Hi,
Generally speaking you can handle reading multiple avro schema
versions as long as you have access to all other versions. How it
is usually done is with some schema registry service. Flink comes
with utility ConfluentRegistryAvroDeserializationSchema
that allows you to read binary encoded avro messages with
lookups to confluent schema registry. Maybe you can reuse some
logic there to deserialize your avro messages once extracted
from json.
Once you have your messages as Avro objects
you could have a look at StreamingFileSink and
ParquetAvroWriters classes. Those classes can be used to write
avro records to parquet files.
Best,
Dawid
On 27/11/2018 11:35, CPC wrote:
Hi everybody,
We are planning to use flink for our kafka to hdfs
ingestion.
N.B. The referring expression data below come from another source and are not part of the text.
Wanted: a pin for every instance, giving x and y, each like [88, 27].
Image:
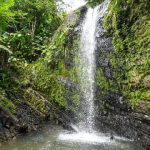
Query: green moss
[128, 22]
[7, 104]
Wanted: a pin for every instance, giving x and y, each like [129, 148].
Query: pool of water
[51, 138]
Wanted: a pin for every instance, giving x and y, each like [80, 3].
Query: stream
[56, 138]
[85, 137]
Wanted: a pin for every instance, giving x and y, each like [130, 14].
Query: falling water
[86, 70]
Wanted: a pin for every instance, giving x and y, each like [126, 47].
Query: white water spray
[86, 70]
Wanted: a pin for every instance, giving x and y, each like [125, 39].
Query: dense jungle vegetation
[26, 28]
[29, 58]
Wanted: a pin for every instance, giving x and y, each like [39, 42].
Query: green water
[49, 139]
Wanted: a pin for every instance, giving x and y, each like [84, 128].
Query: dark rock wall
[114, 109]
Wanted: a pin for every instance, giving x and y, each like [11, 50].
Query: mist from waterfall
[86, 71]
[87, 64]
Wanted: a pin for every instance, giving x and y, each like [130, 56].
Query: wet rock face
[114, 111]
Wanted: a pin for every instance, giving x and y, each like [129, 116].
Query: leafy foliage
[128, 22]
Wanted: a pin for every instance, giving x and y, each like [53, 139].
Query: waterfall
[86, 71]
[86, 67]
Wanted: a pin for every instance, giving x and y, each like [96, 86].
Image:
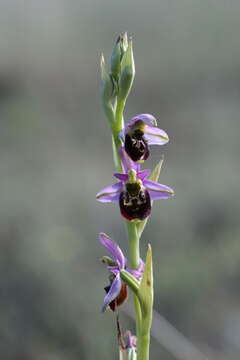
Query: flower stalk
[135, 191]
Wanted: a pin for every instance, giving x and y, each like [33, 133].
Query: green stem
[117, 126]
[134, 262]
[143, 346]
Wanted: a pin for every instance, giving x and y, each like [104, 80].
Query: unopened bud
[107, 91]
[127, 73]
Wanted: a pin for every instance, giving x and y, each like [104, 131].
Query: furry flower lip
[139, 134]
[134, 192]
[117, 290]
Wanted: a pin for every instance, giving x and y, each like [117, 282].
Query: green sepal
[106, 260]
[154, 177]
[145, 292]
[127, 73]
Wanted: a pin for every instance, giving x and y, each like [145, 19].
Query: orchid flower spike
[139, 133]
[117, 290]
[134, 192]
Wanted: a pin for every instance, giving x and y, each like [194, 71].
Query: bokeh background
[55, 154]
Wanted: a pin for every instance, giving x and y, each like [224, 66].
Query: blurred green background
[55, 154]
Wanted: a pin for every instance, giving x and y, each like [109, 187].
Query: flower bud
[127, 73]
[107, 91]
[116, 59]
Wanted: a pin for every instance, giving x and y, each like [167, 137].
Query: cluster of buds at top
[117, 82]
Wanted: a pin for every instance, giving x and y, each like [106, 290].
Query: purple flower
[134, 191]
[139, 133]
[117, 290]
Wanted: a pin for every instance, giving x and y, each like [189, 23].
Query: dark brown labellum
[136, 145]
[135, 205]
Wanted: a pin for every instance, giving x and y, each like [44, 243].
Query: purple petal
[127, 163]
[113, 269]
[138, 273]
[122, 177]
[142, 174]
[113, 249]
[158, 191]
[113, 292]
[146, 118]
[155, 136]
[110, 193]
We are consuming avro messages encoded as json and
then writing them to hdfs as parquet. But our avro schema is
changing time to time in a backward compatible way. And
because of deployments you can see messages like
v1 v1 v1 v1 v2 v2 v1 v2 v1 ..... v2 v2 v2
i mean in the course of deployment there is a small time
window in which messages can with mixed versions. I just want
to ask whether flink/avro/parquet can handle this scenario or
is there something we need to do as well. Thanks in advance.